Moody’s held its rating for Israeli government bonds at A1 with a stable outlook on Monday, but noted that ongoing political disharmony adversely affects financial functioning.
“Spillovers from the divisive political scene and regulatory hurdles” are preventing reforms and constraining growth in the Israeli economy, Globes quoted Moody’s analyst Kristin Lindow as saying.
“Last year, the government operated for 11 months without a budget due to internal coalition disagreements, which were finally resolved in November. In the interim, the government was forced to keep spending at the previous year’s monthly levels. Although this was not contractionary per se, spending was lower than the fiscal rule would have allowed had a budget been implemented, resulting in a lower-than-planned fiscal deficit,” Lindow’s report notes.
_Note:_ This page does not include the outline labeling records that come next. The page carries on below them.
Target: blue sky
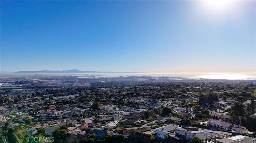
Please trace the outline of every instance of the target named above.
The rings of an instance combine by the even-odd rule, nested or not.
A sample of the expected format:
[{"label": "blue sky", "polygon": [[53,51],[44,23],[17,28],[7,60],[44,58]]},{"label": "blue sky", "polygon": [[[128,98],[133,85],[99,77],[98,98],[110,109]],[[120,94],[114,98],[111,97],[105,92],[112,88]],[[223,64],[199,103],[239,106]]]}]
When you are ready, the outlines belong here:
[{"label": "blue sky", "polygon": [[2,71],[255,73],[255,1],[0,2]]}]

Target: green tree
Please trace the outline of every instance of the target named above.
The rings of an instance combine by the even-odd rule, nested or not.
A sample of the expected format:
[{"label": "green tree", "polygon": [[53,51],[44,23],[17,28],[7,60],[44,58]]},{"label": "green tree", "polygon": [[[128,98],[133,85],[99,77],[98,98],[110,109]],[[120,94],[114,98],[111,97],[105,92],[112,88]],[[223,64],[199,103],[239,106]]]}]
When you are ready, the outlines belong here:
[{"label": "green tree", "polygon": [[44,128],[39,128],[37,130],[37,133],[40,134],[40,133],[42,133],[43,134],[44,134],[45,133],[45,131],[44,131]]},{"label": "green tree", "polygon": [[197,137],[195,137],[192,138],[191,143],[202,143],[202,139]]},{"label": "green tree", "polygon": [[210,112],[208,110],[205,109],[202,111],[201,112],[201,113],[206,115],[209,115],[209,114],[210,114]]},{"label": "green tree", "polygon": [[25,120],[25,123],[32,123],[32,119],[31,118],[28,118]]},{"label": "green tree", "polygon": [[172,110],[170,108],[165,107],[163,108],[162,114],[163,115],[168,115],[171,113],[172,113]]},{"label": "green tree", "polygon": [[230,114],[233,118],[238,118],[240,116],[243,115],[245,113],[245,109],[242,103],[240,102],[235,102],[231,106],[230,108]]},{"label": "green tree", "polygon": [[156,139],[156,137],[155,137],[155,135],[151,135],[150,136],[150,140],[154,140],[155,139]]},{"label": "green tree", "polygon": [[52,132],[52,137],[54,138],[54,142],[63,143],[64,140],[67,136],[67,131],[66,129],[60,129],[60,127]]},{"label": "green tree", "polygon": [[100,109],[100,102],[93,102],[93,103],[92,103],[92,109]]}]

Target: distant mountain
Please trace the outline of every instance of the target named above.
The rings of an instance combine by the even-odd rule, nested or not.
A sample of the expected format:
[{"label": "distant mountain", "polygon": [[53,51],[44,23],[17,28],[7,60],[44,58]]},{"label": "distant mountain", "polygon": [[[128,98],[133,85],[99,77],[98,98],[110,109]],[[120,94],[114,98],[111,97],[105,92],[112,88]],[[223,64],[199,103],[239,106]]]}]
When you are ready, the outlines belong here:
[{"label": "distant mountain", "polygon": [[13,73],[13,72],[6,71],[0,71],[0,73],[1,74],[7,74],[9,73]]},{"label": "distant mountain", "polygon": [[19,71],[14,73],[142,73],[142,72],[120,72],[109,71],[79,71],[73,69],[67,71]]}]

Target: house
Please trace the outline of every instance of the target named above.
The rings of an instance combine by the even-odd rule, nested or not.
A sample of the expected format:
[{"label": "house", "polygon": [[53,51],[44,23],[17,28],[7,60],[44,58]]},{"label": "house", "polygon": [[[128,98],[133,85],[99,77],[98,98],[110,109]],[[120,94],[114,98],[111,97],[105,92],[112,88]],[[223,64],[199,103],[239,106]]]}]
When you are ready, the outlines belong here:
[{"label": "house", "polygon": [[244,102],[244,106],[245,107],[247,107],[251,104],[251,100],[248,100]]},{"label": "house", "polygon": [[113,118],[114,119],[113,119],[114,121],[122,120],[122,117],[120,115],[114,115]]},{"label": "house", "polygon": [[111,121],[110,122],[108,123],[104,126],[104,128],[111,128],[112,127],[115,127],[116,126],[117,124],[119,122],[119,121]]},{"label": "house", "polygon": [[27,134],[32,135],[32,136],[38,134],[37,129],[30,128],[27,131]]},{"label": "house", "polygon": [[191,142],[192,138],[197,137],[202,140],[205,140],[208,136],[208,139],[213,138],[218,134],[213,132],[208,132],[206,135],[206,133],[202,131],[188,131],[184,129],[181,129],[174,131],[175,135],[172,137],[173,138],[178,140],[186,140]]},{"label": "house", "polygon": [[134,113],[132,115],[123,116],[124,119],[138,119],[140,118],[140,114],[139,113]]},{"label": "house", "polygon": [[255,139],[252,137],[237,135],[216,141],[217,143],[255,143]]},{"label": "house", "polygon": [[226,99],[226,102],[228,102],[228,104],[233,104],[234,103],[235,103],[235,102],[236,102],[236,101],[234,100],[232,100],[231,99]]},{"label": "house", "polygon": [[153,129],[153,133],[156,133],[156,131],[161,131],[173,133],[174,130],[177,128],[177,127],[174,126],[172,125],[165,125],[162,127],[158,127],[157,128],[156,128],[155,129]]},{"label": "house", "polygon": [[227,131],[231,130],[234,125],[231,123],[214,119],[210,119],[207,121],[209,125],[212,127],[218,127]]},{"label": "house", "polygon": [[158,124],[164,123],[166,121],[166,119],[158,119],[155,121],[155,123]]},{"label": "house", "polygon": [[57,129],[58,127],[48,127],[44,128],[44,133],[46,135],[52,135],[52,132]]},{"label": "house", "polygon": [[168,135],[171,133],[166,131],[162,131],[159,130],[155,130],[155,133],[157,135],[157,137],[160,137],[162,139],[165,139],[168,138]]},{"label": "house", "polygon": [[82,129],[84,129],[88,128],[96,128],[99,127],[102,125],[101,123],[86,123],[81,126],[80,127]]},{"label": "house", "polygon": [[[236,132],[238,133],[248,133],[248,129],[243,126],[239,125],[236,125],[233,127],[233,130],[236,131]],[[241,133],[242,132],[242,133]]]},{"label": "house", "polygon": [[113,135],[123,135],[124,137],[127,137],[134,132],[134,130],[133,129],[124,129],[122,130],[117,131],[116,131],[116,133],[113,133]]},{"label": "house", "polygon": [[110,132],[111,132],[111,131],[108,131],[103,129],[93,129],[90,131],[88,134],[90,135],[94,133],[98,137],[103,138],[105,137]]},{"label": "house", "polygon": [[86,131],[79,129],[71,129],[68,132],[68,135],[74,137],[80,138],[85,137]]},{"label": "house", "polygon": [[222,121],[228,121],[230,118],[229,115],[227,115],[226,114],[216,113],[211,115],[214,118],[218,118],[220,120]]},{"label": "house", "polygon": [[146,123],[146,121],[142,119],[126,119],[123,122],[124,125],[140,125]]}]

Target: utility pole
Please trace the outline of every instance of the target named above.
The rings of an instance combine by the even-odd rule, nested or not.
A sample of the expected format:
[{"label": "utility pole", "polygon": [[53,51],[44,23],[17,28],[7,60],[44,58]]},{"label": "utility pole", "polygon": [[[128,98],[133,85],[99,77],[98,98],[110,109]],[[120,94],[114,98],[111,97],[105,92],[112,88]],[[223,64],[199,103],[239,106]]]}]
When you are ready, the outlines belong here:
[{"label": "utility pole", "polygon": [[208,143],[208,121],[206,121],[206,143]]},{"label": "utility pole", "polygon": [[241,124],[241,118],[242,117],[242,116],[238,117],[239,119],[240,120],[240,133],[242,133],[242,124]]}]

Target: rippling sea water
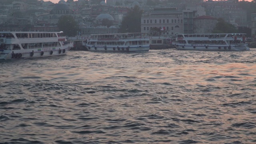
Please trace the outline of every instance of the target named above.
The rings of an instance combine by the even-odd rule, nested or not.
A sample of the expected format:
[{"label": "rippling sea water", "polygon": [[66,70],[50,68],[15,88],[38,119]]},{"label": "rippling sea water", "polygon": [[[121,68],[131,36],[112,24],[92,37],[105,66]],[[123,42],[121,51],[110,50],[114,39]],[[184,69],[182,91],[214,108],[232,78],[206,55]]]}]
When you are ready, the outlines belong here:
[{"label": "rippling sea water", "polygon": [[256,49],[0,61],[0,144],[256,143]]}]

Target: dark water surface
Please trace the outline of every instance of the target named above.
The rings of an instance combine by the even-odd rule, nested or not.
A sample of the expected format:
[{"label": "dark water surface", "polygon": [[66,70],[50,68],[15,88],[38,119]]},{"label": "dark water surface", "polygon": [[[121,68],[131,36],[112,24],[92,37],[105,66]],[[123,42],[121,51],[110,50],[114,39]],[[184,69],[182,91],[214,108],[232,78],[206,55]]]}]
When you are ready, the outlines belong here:
[{"label": "dark water surface", "polygon": [[1,144],[255,144],[256,49],[0,61]]}]

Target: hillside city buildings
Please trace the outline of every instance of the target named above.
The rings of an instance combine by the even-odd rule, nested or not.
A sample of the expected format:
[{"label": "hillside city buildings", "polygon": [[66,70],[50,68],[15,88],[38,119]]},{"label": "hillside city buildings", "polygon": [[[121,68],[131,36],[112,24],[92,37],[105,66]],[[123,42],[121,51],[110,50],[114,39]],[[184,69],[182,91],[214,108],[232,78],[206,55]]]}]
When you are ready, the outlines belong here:
[{"label": "hillside city buildings", "polygon": [[[58,31],[59,18],[69,15],[78,24],[79,31],[74,32],[77,35],[117,33],[123,18],[131,8],[138,5],[144,12],[142,33],[150,33],[156,27],[169,37],[211,33],[218,18],[222,18],[236,27],[251,28],[252,35],[256,34],[256,14],[247,20],[246,10],[239,6],[237,0],[159,1],[154,6],[148,4],[147,0],[106,0],[99,4],[87,0],[60,0],[58,4],[43,0],[8,2],[0,0],[0,31]],[[102,25],[106,18],[112,26]]]}]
The ratings firm did not overlook Israel’s disappointing first quarter growth figures released by Israel’s Central Bureau of Statistics last week showing that the economy grew at an annualized rate of only 0.8% during the quarter. This was down from 3.1% in the fourth quarter of 2015 and well below expectations.
Lindows’ final analysis was positive, however, justifying the A1 stable.
“Thus far, despite the economy’s recent underperformance, the fiscal position remained strong and the government debt-to-GDP ratio has continued to improve.”